In 1935, by using the significant reserves accumulated over many years in the yeast and alcohol industry and by merging with the St. Georg Brewery, he succeeded in acquiring the majority of shares in the Schwechat Brewery for the family company. Single-handedly, with a sophisticated strategy and diplomacy, he conducted the tough negotiations without having the necessary capital at the beginning. The difficult takeover and expansion of the St. Georg Brewery in Addis Ababa followed in 1937.
As President of the Board of Directors, he took care of the direct management of the Schwechat Brewery, and soon after joining, he personally took over its management as President-General Director. All that and his obviously anti-Nazi sentiments resulted in the Gestapo imprisoning him twice (first for one and then for nine weeks). When Gauleiter (head of a Nazi administrative district) Bürckel then gave him the choice of “Dachau or withdraw”, he compulsorily sold his personally owned shares which he held in the Schwechat Brewery and was forced to resign from all his offices after the introduction of the German shareholder law. Schwechat in the times of the NSDAP (National Socialist German Workers`Party).
Only a few days after his release from prison, he left Vienna and moved to Werder near Potsdam. Since he was convinced that the National Socialist regime was “unquestionably and excessively organized”, he returned to Vienna after Baldur von Schirach’s appointment as Gauleiter and lived there without attracting attention until the end of the war. However, when the Russian occupying power reached Mödling on April 1, 1945, he left Vienna via Vorarlberg for Switzerland, from where he flew to Brazil in 1946. There he worked as a cattle breeder, operated rubber plantations and established a brewery in the state of São Paulo, which with 1.5 – 2 million hectolitres was considerably larger than any Austrian brewery. In 1959 it could be sold to Schwechat at a considerable profit.
When he returned to Vienna in 1948, he took over the management of the families yeast and spirit businesses in close consultation with his cousin Manfred I, while the latter took care of the brewing interests of the group as chairman of the board of Schwechat. Again, George III became Chairman of the associations of the alcohol and yeast industry and founded the “Groupement d´Études des Industries Européennes de Fermentation”, an association of the largest European yeast factories, whose presidency he held for ten years. As chairman of the supervisory board of the Schwechat brewery, however, he was no longer interested in the details of its management. When he retired from active business life, he was named honorary president of all associations.

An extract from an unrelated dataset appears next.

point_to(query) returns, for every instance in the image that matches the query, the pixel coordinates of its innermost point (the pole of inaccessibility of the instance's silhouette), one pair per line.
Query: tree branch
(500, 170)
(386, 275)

In 1959, at the age of 55, he wanted to develop spiritually again and decided to study once more. He enrolled in mathematics at the Philosophical Faculty in Vienna, which did not catch his attention too much. So, after just one semester, he started majoring in philosophy. Eight years later, on April 28, 1969, at the age of 64, he awarded a PhD under the auspices of the then Federal President Franz Jonas, who, like him, was born in Floridsdorf. After receiving his doctorate, he decided to retire and to transfer all his agendas to his son Georg IV J. E.. For the sake of his third wife, he moved to Ticino. However, he could not continue his theological studies, which he had also started in 1969, as he had to spend 6 months a year in Switzerland, which was legally binding.